GPU Architecture — From Transistors to Threads

In the AI Compute Stack Overview article, we understood the seven-layer structure from inference frameworks to hardware ISA from a software stack perspective. The bottommost layer in that article was “Hardware ISA — the only thing a GPU can execute.”

This article drills one level deeper: what GPU hardware itself looks like. Understanding hardware architecture is a prerequisite for writing high-performance GPU code — you need to know what physical structures instructions execute on before you can make correct optimization decisions.

Section 1: GPU vs CPU — Two Design Philosophies

CPUs and GPUs face two fundamentally different computing demands, and thus took entirely different design paths.

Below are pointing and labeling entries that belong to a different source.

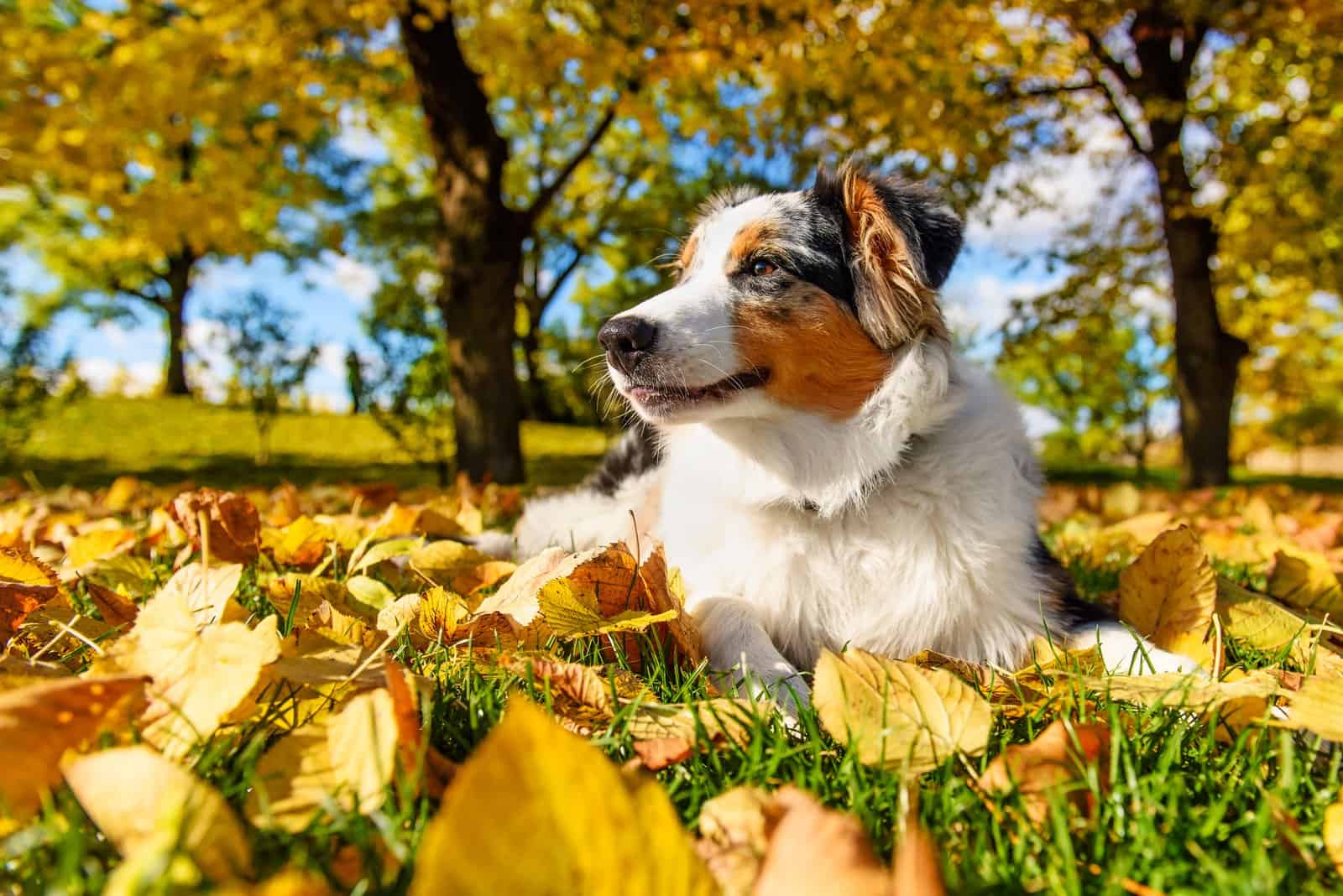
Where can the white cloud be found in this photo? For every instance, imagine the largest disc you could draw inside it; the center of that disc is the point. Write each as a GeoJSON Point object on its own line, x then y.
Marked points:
{"type": "Point", "coordinates": [982, 304]}
{"type": "Point", "coordinates": [342, 273]}
{"type": "Point", "coordinates": [1067, 188]}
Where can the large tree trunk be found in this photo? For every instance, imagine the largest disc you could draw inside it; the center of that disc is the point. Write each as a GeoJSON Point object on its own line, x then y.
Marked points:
{"type": "Point", "coordinates": [480, 253]}
{"type": "Point", "coordinates": [175, 307]}
{"type": "Point", "coordinates": [1206, 357]}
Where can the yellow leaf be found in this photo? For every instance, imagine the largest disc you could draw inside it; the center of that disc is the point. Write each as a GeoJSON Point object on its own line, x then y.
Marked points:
{"type": "Point", "coordinates": [1306, 580]}
{"type": "Point", "coordinates": [1056, 759]}
{"type": "Point", "coordinates": [1170, 596]}
{"type": "Point", "coordinates": [98, 544]}
{"type": "Point", "coordinates": [574, 613]}
{"type": "Point", "coordinates": [347, 758]}
{"type": "Point", "coordinates": [40, 721]}
{"type": "Point", "coordinates": [897, 715]}
{"type": "Point", "coordinates": [199, 675]}
{"type": "Point", "coordinates": [206, 591]}
{"type": "Point", "coordinates": [136, 795]}
{"type": "Point", "coordinates": [1318, 706]}
{"type": "Point", "coordinates": [1334, 835]}
{"type": "Point", "coordinates": [588, 828]}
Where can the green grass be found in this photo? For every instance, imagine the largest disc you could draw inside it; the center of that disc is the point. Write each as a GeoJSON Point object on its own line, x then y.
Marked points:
{"type": "Point", "coordinates": [163, 440]}
{"type": "Point", "coordinates": [1185, 815]}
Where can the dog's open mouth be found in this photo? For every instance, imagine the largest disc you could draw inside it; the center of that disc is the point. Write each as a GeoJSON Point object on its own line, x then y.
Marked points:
{"type": "Point", "coordinates": [665, 398]}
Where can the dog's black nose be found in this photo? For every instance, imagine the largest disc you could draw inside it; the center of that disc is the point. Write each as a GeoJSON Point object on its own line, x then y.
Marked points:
{"type": "Point", "coordinates": [628, 341]}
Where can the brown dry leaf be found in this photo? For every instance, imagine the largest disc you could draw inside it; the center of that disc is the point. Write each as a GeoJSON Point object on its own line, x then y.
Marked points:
{"type": "Point", "coordinates": [26, 584]}
{"type": "Point", "coordinates": [1334, 836]}
{"type": "Point", "coordinates": [1168, 595]}
{"type": "Point", "coordinates": [38, 723]}
{"type": "Point", "coordinates": [817, 852]}
{"type": "Point", "coordinates": [140, 800]}
{"type": "Point", "coordinates": [348, 758]}
{"type": "Point", "coordinates": [413, 745]}
{"type": "Point", "coordinates": [584, 698]}
{"type": "Point", "coordinates": [233, 526]}
{"type": "Point", "coordinates": [1306, 580]}
{"type": "Point", "coordinates": [97, 544]}
{"type": "Point", "coordinates": [604, 832]}
{"type": "Point", "coordinates": [1058, 758]}
{"type": "Point", "coordinates": [897, 715]}
{"type": "Point", "coordinates": [116, 611]}
{"type": "Point", "coordinates": [201, 676]}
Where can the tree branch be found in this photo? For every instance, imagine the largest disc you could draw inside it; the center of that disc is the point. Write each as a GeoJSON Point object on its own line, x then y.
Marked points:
{"type": "Point", "coordinates": [1135, 141]}
{"type": "Point", "coordinates": [550, 190]}
{"type": "Point", "coordinates": [1098, 49]}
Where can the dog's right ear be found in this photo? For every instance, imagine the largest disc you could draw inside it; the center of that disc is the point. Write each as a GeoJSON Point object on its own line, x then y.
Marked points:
{"type": "Point", "coordinates": [900, 242]}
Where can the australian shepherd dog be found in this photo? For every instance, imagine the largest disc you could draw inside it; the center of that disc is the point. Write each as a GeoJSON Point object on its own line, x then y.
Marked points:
{"type": "Point", "coordinates": [814, 455]}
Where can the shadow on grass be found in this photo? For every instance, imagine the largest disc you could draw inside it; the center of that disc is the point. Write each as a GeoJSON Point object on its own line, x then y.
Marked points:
{"type": "Point", "coordinates": [238, 471]}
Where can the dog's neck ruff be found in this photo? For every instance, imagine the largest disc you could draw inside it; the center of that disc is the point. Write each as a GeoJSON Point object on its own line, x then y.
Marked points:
{"type": "Point", "coordinates": [817, 464]}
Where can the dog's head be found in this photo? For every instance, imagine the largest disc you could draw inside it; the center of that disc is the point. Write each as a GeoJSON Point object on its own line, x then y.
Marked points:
{"type": "Point", "coordinates": [794, 300]}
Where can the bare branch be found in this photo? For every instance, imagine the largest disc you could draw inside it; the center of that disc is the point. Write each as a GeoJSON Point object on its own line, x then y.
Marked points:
{"type": "Point", "coordinates": [1103, 55]}
{"type": "Point", "coordinates": [550, 190]}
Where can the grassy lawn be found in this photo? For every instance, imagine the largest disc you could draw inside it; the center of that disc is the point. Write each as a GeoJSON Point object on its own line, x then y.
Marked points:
{"type": "Point", "coordinates": [165, 440]}
{"type": "Point", "coordinates": [1181, 804]}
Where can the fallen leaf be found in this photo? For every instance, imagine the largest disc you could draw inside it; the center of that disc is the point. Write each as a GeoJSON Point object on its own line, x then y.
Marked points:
{"type": "Point", "coordinates": [26, 584]}
{"type": "Point", "coordinates": [1334, 835]}
{"type": "Point", "coordinates": [201, 675]}
{"type": "Point", "coordinates": [1168, 595]}
{"type": "Point", "coordinates": [348, 758]}
{"type": "Point", "coordinates": [1056, 759]}
{"type": "Point", "coordinates": [732, 837]}
{"type": "Point", "coordinates": [817, 851]}
{"type": "Point", "coordinates": [416, 753]}
{"type": "Point", "coordinates": [205, 589]}
{"type": "Point", "coordinates": [98, 544]}
{"type": "Point", "coordinates": [233, 526]}
{"type": "Point", "coordinates": [897, 715]}
{"type": "Point", "coordinates": [588, 828]}
{"type": "Point", "coordinates": [136, 795]}
{"type": "Point", "coordinates": [1306, 580]}
{"type": "Point", "coordinates": [1318, 707]}
{"type": "Point", "coordinates": [300, 544]}
{"type": "Point", "coordinates": [38, 723]}
{"type": "Point", "coordinates": [114, 609]}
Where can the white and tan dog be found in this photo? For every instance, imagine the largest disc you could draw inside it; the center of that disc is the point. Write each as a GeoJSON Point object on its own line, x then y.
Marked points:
{"type": "Point", "coordinates": [816, 457]}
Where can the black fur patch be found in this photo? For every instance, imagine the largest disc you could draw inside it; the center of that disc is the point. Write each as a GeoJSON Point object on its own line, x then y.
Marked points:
{"type": "Point", "coordinates": [1061, 596]}
{"type": "Point", "coordinates": [637, 452]}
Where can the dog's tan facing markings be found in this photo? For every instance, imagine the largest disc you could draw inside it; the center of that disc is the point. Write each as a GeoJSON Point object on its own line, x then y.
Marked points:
{"type": "Point", "coordinates": [893, 304]}
{"type": "Point", "coordinates": [817, 354]}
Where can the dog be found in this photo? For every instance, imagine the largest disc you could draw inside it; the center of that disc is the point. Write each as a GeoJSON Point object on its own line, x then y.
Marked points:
{"type": "Point", "coordinates": [814, 455]}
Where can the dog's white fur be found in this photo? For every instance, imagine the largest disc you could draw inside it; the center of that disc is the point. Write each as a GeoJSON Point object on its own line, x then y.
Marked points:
{"type": "Point", "coordinates": [907, 526]}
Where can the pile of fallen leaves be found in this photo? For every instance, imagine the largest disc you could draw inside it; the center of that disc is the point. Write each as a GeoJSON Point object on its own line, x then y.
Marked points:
{"type": "Point", "coordinates": [145, 627]}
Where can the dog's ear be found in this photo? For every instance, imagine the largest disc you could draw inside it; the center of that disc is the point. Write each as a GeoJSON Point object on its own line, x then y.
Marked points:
{"type": "Point", "coordinates": [901, 243]}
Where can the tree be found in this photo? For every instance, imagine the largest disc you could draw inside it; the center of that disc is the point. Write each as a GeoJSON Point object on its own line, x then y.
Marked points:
{"type": "Point", "coordinates": [268, 362]}
{"type": "Point", "coordinates": [145, 138]}
{"type": "Point", "coordinates": [1166, 76]}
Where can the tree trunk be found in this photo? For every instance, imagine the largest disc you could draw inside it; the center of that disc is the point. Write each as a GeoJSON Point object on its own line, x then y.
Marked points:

CPU design goal: Minimize the latency of a single task. To achieve this, CPUs invest a large transistor budget in:

Large multi-level caches (L1/L2/L3, sometimes 50%+ of chip area) — keeping data as close to compute units as possible
Complex control logic — branch prediction, out-of-order execution, register renaming, making each individual thread run as fast as possible
A small number of high-performance cores (4-8) — each core is a “heavy infantry”

GPU design goal: Maximize total throughput. A completely different strategy:

Massive numbers of simple ALUs — thousands of small compute units, each weak individually, but with extremely high aggregate throughput
Minimized control logic — no complex branch prediction or out-of-order execution, control logic takes a minimal share
Small caches, using thread switching to hide latency — instead of relying on cache hits to speed things up when encountering memory waits, the GPU immediately switches to another group of threads to continue execution

Latency Hiding: Two Radically Different Strategies

When a CPU encounters a cache miss (data not in cache), the thread stalls — doing nothing, waiting idly for data to return from memory. This waiting time is completely wasted. The CPU’s countermeasure is: use larger caches to reduce the probability of misses.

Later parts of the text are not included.